You begin to notice small things that knock you off schedule: the extra minutes spent in traffic, the long lines at the supermarket, the disarray at a fast-food restaurant.
Just in the last few weeks, I've begun to notice how minutes drain away.
My sons and I, for example, are fixated on one drive-through burger restaurant that consistently botches our orders. Our chocolate milk request magically turns into a vanilla shake. Our cheeseburger transforms into pancakes. We sometimes joke the bewildered folks at the "last window" seem to disregard our order and randomly hold up food items until we see something we like.
Meanwhile, I noticed last week that one of my credit cards was splitting, so I called the company to get a new card.
After five minutes of awkward conversation with an automated voice, I asked to speak to a real person. Even this was a little hard as my first impulse is not to hurt anyone's feelings, even a robot's.
I was connected to a real person with a lilting Indian accent, but I found our conversation to be only slightly more manageable.
He said, "Would you like me to expedite this?"
I heard: "Do you like expialidocious."
"I'm sorry. It's me. I can't hear well, so could you please slow down a bit?" I begged. "I didn't get that last sentence."
At that point, he switched from hyper-speech to a Gomer Pyle cadence, and things went much better.
Later that day, I opened a letter from my bank informing me that it had accidentally failed to report our mortgage interest to the government in 2014 which could result in an inquiry by the IRS.
Great, I thought.
This is the same bank that inexplicably stopped sending me a mortgage statement, requiring me to walk to the little branch office near the newspaper to pay the bill. When I walked there last week, I was greeted with a sign notifying customers that the branch has closed.
"Well, of course it has," I muttered.
Everywhere in American commerce, it seems, shareholders have supplanted customers. It may help the bottom line for the short term but, in the long term, companies that re-commit to customer service will do better, I think.
Here's a case in point.
I appreciate Chick-fil-A restaurants. I enjoy the food, the service, the whole customer experience.
I love the way the workers say "my pleasure" instead of "you're welcome." To me, it's like the difference between a tepid handshake and a warm hug.

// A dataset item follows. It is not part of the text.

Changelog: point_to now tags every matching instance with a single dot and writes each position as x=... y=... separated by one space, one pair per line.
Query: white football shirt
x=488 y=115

I admire the way the workers seem to be always be hustling with all the urgency of a bucket brigade of grandkids trying to save Granny's house from a fire. I've read that employees are encouraged to look for innovative ways to charm customers, like helping mothers with children carry their trays to the table and offering left-over nuggets for the family dog.
I even like the way Chick-fil-A restaurants close on Sundays, signaling that the owners put more emphasis on employees than profits. As a consequence, turnover among the company's employees is said to be only a third of industry average, and the company is reportedly growing about 13 percent a year. Chick-fil-A also gets industry-leading scores on customer service surveys, I discovered.
For years, our family avoided Chick-fil-A because of a dietary restriction with one of our children. Now that he is older, I sometimes lunch there alone.
Company President Dan Cathy explains the company's philosophy: "We think of Chick-fil-A as an oasis where people can be restored. We're all people with a lot of emotional things going on that don't necessarily show on the surface, so we try to offer amenities and kindness that minister to the heart."
Stumbling upon this island of excellence in a sea of mediocrity has been — well — a pleasure.